Сенат и люди, занимавшие ответственные посты, узнав, насколько грозной была опасность, возблагодарили богов за спасение императора с такой горячностью, что Нерону ничего не оставалось, как поверить в искренность их верноподданнических чувств, и это его очень успокоило. Даже родственники заговорщиков, дрожавшие за собственные шкуры и возмущенные их безрассудством, из-за которого они оказались в опасности, демонстрировали радость по поводу того, что теперь императору ничего не угрожает. Они с вымученными улыбками «падали на колени и покрывали его руки поцелуями». Само собой разумеется, были назначены благодарственные церемонии. Особые почести воздавались богу Солнца, поскольку на территории Большого цирка, где должно было произойти убийство, располагалось его святилище, и все сочли, что именно он сделал так, что заговор провалился. Кинжал Сцевина был торжественно посвящен Юпитеру Мстителю, стоявшему в Капитолии. Апрель, в котором был раскрыт заговор, в честь императора переименовали в нероний, и в память о его спасении были учреждены гонки на колесницах. Избранный консул Цериал Аниций поставил на голосование вопрос, что Нерон должен быть обожествлен и ему немедленно должен быть воздвигнут храм за счет государства. «Этим самым, – пишет Тацит, – он хотел намекнуть, что Нерон превзошел вершину земного величия и теперь достоин того, чтобы ему поклонялись, как богу, что случалось далеко не всегда, пока император не заканчивал свое пребывание среди людей». Однако Нерон не пожелал быть богом и наложил вето на это предложение.

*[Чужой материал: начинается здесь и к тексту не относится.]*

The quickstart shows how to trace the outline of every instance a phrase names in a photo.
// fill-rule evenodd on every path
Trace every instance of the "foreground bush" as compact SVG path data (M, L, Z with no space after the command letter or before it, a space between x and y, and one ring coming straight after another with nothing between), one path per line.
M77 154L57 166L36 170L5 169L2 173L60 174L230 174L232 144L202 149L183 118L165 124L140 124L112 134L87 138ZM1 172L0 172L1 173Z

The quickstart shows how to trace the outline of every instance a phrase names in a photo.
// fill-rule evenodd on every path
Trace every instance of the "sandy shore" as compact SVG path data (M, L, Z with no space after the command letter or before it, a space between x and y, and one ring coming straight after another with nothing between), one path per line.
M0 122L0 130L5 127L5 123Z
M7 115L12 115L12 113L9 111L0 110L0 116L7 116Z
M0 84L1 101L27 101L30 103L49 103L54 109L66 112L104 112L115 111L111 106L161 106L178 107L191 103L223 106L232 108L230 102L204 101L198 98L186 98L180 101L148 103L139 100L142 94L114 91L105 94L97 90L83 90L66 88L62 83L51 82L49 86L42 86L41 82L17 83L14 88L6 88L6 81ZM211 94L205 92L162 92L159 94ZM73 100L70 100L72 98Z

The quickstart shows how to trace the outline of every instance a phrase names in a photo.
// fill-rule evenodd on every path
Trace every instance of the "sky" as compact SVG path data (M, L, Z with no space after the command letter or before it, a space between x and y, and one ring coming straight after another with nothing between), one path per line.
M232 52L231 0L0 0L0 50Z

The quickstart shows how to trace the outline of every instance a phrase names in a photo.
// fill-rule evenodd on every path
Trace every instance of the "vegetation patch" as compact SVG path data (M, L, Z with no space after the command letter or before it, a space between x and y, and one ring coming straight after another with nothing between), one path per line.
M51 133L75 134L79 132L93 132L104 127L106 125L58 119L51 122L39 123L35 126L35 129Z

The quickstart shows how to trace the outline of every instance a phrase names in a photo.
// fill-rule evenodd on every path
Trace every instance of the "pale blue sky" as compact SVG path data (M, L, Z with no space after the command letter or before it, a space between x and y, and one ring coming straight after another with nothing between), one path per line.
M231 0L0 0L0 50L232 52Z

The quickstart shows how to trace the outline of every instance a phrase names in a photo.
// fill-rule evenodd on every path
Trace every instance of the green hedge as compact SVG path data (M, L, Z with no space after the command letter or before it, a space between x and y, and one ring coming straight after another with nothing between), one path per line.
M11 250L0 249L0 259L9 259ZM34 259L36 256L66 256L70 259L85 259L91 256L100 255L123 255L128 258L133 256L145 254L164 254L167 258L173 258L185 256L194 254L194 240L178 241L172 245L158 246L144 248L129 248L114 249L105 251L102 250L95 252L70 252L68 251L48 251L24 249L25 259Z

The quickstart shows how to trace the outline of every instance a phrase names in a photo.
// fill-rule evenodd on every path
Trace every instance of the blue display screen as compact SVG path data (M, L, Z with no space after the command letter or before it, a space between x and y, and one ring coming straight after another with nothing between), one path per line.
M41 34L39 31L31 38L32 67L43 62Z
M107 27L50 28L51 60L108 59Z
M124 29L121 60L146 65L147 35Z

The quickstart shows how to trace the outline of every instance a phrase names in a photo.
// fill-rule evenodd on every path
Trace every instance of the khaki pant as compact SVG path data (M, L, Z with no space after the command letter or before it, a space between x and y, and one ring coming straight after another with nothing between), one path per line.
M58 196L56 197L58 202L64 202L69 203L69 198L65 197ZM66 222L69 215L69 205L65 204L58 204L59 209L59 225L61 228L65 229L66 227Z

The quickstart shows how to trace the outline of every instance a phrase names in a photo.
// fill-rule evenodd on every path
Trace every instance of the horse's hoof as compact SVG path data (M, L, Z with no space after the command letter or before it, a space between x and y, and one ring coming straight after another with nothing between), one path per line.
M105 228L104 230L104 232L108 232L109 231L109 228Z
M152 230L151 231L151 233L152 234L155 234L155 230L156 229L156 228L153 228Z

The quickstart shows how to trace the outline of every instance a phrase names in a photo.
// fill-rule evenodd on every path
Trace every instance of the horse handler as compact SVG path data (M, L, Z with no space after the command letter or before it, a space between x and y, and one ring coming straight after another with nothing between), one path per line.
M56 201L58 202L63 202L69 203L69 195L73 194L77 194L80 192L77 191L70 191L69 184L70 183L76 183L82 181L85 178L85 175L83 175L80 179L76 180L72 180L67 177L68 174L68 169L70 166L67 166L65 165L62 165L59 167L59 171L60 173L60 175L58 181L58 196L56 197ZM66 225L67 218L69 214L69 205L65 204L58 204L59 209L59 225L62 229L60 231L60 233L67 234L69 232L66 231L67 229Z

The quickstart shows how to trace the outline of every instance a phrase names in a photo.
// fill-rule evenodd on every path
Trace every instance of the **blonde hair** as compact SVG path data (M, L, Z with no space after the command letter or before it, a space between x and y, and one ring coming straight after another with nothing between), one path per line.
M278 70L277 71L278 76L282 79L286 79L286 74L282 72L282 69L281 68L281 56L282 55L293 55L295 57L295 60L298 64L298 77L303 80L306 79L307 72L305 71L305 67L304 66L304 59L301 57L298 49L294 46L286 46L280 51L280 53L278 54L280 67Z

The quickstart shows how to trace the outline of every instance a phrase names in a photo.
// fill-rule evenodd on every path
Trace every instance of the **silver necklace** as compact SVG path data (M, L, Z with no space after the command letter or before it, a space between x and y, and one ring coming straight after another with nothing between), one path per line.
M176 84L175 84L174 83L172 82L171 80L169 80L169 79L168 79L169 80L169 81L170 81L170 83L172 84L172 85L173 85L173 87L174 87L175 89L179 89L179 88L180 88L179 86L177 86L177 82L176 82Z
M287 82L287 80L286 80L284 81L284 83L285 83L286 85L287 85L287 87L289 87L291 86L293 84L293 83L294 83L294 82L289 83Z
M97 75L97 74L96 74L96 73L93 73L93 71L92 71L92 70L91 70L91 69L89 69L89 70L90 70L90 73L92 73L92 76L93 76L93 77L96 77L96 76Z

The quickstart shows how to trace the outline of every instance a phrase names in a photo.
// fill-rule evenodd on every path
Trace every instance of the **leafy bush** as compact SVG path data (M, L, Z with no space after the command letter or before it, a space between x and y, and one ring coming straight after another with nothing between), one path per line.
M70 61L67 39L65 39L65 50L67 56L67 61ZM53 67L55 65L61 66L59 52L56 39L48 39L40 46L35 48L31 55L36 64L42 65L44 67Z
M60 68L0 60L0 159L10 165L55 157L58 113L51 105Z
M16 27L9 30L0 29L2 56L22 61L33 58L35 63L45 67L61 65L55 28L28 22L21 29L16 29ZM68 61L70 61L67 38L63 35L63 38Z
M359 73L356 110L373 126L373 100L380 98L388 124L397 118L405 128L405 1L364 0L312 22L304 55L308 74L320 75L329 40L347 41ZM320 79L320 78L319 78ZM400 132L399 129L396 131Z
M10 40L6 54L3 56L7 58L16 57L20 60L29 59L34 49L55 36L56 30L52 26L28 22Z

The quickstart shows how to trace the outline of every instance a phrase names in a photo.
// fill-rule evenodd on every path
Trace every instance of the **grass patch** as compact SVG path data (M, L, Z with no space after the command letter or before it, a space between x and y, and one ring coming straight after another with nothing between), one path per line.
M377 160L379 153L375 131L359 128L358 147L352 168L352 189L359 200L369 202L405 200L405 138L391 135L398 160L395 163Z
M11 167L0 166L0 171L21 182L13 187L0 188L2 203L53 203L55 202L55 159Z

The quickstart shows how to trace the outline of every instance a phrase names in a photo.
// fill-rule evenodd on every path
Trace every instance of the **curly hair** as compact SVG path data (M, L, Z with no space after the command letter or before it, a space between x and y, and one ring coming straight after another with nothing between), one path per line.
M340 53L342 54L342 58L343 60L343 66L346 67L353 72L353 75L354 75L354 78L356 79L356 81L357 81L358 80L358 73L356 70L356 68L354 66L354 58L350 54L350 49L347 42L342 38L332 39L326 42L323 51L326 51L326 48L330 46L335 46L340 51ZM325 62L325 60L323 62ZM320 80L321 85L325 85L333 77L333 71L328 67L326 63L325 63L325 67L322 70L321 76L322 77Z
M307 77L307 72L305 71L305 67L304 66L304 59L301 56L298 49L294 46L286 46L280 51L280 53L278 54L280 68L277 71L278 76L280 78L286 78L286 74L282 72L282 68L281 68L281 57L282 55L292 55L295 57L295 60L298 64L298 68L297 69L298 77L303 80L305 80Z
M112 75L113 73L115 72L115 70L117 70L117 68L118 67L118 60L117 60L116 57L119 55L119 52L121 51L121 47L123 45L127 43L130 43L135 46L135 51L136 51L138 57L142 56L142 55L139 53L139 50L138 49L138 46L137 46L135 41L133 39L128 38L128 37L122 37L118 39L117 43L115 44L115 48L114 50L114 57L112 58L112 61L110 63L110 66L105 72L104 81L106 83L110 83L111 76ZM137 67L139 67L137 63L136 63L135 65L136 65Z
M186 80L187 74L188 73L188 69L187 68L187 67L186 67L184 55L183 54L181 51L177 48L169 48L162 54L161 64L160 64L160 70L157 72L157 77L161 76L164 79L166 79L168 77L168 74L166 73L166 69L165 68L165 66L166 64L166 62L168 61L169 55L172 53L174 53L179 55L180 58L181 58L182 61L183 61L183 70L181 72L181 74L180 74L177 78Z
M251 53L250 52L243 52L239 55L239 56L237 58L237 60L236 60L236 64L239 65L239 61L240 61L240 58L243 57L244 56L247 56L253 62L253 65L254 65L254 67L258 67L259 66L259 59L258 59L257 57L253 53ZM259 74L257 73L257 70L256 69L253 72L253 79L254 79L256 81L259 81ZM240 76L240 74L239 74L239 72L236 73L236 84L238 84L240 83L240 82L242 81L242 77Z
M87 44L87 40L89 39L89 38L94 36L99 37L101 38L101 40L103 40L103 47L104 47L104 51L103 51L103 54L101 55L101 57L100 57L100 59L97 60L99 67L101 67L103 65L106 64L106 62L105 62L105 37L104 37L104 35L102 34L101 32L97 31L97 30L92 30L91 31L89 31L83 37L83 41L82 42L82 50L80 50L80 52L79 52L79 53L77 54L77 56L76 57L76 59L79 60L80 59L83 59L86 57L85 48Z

Милиха, человека, раскрывшего заговор, щедро вознаградили, Тигеллин получил благодарность и награды, солдатам преторианской гвардии, которые, несмотря на предательство некоторых своих командиров, остались верны императору, раздали деньги и пожаловали пожизненное снабжение зерном. Различные другие люди тоже получили награды в соответствии со своими заслугами.

Проводившиеся раз в пять лет игры неронии, которые, как мы помним, в прошлом году были отложены, поскольку Нерон был не в голосе, теперь решено было провести. Однако сенат, понимая, что одними из инициаторов недавнего заговора были те, кто считал поющего императора ненормальным и позорным для Рима явлением, тактично предложили, чтобы он получил приз за пение и декламацию, не утруждая себя участием в состязаниях. Это предложение, должно быть, задело Нерона за живое. Неужели они думают, что заговор напугал его до такой степени, что он теперь откажется от пения? Неужели он позволит, чтобы эти филистеры заставили его замолчать и дать им понять, что он согласен считать свое искусство чем-то неподобающим? А может, они думают, что его голос недостоин, чтобы его слушали?

Нерон сердито и с вызовом ответил, что непременно будет петь. «Я полностью готов бороться за награду, – сказал он, – и не нуждаюсь в защите сената. Любые почести, которые заслужит мой певческий талант, достанутся мне не по вашей милости, а благодаря беспристрастному решению выбранных для этого музыкальных судей».